The director is the nightingale; he is the lover, who, looking through the lens, becomes either Mohammad or Yousef. He can in love strive to behold the object of his attention in its integrity and beauty, and even with the eyes of faith glimpse in it the act of love (God's love) which is sustaining it in being; or he can love himself and turn the object to his own devices and to the pleasure of his own senses, an act which effectively obscures the object's true nature—and deadens the senses. Such a creature, like Yousef, is heading toward ruin: lust, envy, greed, sensuality, and (especially) boredom, the vice which saps life of all of its energy and flavor. This is the world as seen in all too many films, which contain long stretches of digital "images" without any trace of a single tangible object.
What of Mohammad, the nightingale, and the director who in love sees?
And what is the object of my love? I asked the earth and it said: "It is not I." … I asked the sea, the deeps, the living creatures that creep, and they responded, "We are not your God, look beyond us." … I asked the heaven, sun, moon, and stars; they said: "Nor are we the God whom you seek." And I said to all these things: "Tell me something about him." And in a great voice they cried out: "He made us." My question was the attention I gave to them, and their response was their beauty.
This majestic (and famous) passage comes not from the epic verses of Sufism but from St. Augustine's Confessions, from my own tradition, Christianity. For all that separates Majidi and Augustine, here they converge. I can think of no passage that better encapsulates the incredible power of the virtuous eye, which can perceive the beauty of the created world and therein—in the textured braille of nature—the writing of God's hand and nature's joyful reply. This is the dignity of the eye (when rightly ordered), the dignity of the camera (when used to see in love), and the dignity of Mohammad, searching the fibers and composition of sound and touch for the One who composed them. You are both seen and unseen; only thee I want; only thy name I call. "Now I reach everywhere for God till the day my hands touch him."
A good director sees; a poor director doesn't; a great director sees deeply. Majid Majidi is a great director—and we see with him. We see modesty, beauty, the veil, and a true lover who lays down his life for his beloved (Baran); brother sacrificing for sister and sister for brother, and God's pleasure in a swift boy who runs with courage in his heart (The Children of Heaven); the young and the spiritual, the old and the sensual, and a farseeing gang of kids with a great idea for a business (The Song of Sparrows). True blindness, we learn, is an ungoverned eye; true sight is a practiced blindness, and we see the fate of a man who throws his life—wife, child, mother, career, and home—into the flames of a seething, resentful bitterness and unrestrained appetite (The Willow Tree); true seeing is an act of heart, and God's curse is an act of grace (The Color of Paradise).

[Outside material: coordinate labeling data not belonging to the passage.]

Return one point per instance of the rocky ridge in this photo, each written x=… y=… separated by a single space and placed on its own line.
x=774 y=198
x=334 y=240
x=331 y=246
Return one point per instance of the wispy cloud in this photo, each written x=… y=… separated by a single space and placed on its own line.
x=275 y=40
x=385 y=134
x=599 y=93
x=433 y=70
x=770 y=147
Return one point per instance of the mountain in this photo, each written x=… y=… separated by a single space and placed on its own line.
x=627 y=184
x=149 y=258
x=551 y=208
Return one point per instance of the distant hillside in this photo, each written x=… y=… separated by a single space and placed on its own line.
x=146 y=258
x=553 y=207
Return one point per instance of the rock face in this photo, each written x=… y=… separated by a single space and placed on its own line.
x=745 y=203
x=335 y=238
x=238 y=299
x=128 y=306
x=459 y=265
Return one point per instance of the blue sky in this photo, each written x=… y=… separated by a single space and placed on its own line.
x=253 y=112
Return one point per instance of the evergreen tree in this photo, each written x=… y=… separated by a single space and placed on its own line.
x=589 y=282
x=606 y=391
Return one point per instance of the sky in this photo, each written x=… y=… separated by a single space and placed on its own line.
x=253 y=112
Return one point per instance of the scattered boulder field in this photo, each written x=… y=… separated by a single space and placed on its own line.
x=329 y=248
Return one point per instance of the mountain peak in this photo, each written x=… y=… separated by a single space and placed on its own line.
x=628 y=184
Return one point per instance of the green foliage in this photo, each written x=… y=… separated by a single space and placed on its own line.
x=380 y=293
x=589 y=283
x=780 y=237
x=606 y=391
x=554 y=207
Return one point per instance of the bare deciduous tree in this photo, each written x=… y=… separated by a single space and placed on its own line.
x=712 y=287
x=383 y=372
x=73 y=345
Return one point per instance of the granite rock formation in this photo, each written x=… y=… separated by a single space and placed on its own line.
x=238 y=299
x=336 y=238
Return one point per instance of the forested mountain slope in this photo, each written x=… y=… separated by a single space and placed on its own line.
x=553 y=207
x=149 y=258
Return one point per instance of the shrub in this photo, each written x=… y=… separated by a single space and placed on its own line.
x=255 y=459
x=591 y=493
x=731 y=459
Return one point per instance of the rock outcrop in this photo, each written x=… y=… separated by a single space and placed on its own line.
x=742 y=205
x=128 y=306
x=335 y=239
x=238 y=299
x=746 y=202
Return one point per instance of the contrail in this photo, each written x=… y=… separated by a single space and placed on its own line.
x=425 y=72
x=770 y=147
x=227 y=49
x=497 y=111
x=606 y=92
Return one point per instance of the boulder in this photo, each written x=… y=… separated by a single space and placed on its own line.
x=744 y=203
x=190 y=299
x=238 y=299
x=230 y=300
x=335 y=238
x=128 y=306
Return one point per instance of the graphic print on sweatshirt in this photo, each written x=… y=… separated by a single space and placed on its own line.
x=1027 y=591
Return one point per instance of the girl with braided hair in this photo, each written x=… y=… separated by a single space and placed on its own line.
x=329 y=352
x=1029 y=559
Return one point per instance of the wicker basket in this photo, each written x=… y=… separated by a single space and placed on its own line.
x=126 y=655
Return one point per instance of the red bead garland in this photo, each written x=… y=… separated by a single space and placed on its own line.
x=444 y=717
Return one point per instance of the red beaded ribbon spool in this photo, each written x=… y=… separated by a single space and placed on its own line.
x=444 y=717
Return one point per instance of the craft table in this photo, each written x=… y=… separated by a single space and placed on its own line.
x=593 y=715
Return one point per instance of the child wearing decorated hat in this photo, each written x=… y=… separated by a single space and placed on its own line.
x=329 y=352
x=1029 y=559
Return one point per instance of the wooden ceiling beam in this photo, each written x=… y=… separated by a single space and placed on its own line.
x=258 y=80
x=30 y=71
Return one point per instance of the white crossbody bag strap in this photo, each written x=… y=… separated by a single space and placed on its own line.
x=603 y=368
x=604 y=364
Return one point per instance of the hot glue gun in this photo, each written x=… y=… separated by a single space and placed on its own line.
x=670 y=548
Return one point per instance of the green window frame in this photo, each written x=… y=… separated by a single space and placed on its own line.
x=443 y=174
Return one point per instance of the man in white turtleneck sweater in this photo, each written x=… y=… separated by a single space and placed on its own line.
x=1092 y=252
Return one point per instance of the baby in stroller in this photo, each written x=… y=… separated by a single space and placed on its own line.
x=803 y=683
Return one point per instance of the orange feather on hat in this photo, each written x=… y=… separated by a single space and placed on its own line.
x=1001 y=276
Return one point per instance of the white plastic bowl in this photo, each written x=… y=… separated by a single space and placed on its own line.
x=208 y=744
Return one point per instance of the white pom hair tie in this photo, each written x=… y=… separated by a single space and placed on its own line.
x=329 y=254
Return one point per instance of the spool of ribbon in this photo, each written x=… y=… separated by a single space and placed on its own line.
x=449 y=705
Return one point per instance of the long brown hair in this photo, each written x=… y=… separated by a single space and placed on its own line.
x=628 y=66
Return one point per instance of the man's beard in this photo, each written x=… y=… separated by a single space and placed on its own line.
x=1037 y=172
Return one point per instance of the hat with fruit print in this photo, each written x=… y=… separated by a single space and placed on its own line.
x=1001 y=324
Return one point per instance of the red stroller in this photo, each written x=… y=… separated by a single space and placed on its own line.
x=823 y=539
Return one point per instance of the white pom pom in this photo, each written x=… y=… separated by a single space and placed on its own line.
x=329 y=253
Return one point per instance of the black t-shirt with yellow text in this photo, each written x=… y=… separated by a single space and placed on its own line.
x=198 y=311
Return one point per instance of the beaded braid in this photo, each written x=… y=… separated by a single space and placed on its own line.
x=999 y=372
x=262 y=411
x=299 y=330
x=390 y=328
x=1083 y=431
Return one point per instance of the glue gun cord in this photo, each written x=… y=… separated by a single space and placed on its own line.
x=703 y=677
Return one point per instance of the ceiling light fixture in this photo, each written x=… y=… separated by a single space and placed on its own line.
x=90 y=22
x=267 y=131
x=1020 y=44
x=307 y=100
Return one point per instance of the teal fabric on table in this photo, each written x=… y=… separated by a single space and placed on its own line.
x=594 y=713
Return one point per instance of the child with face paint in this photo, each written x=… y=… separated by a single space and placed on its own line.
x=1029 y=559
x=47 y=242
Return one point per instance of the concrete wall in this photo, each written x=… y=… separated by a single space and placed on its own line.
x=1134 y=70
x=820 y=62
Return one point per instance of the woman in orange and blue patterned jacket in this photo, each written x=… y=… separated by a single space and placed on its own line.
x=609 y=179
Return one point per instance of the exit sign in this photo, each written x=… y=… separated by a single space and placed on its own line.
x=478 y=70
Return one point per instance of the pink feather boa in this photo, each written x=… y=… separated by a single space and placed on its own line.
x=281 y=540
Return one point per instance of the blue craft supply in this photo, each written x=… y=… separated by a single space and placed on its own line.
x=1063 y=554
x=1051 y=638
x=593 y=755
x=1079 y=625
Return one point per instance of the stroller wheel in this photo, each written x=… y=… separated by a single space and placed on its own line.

These are Majidi's little films, pictures made in the mode of beauty. We know these things in our hearts, but we forget. When we see them, though, when we really see them, we remember. That's what great film does: helps one to see and to remember, to recover what was lost. When I saw The Color of Paradise, I remembered seeing itself, which somewhere along the way had gone missing. When I remembered seeing, I remembered the world, because I saw it. And that made me want to see less film and more world. And it said, "I am not God."
Michael Toscano writes from Brooklyn.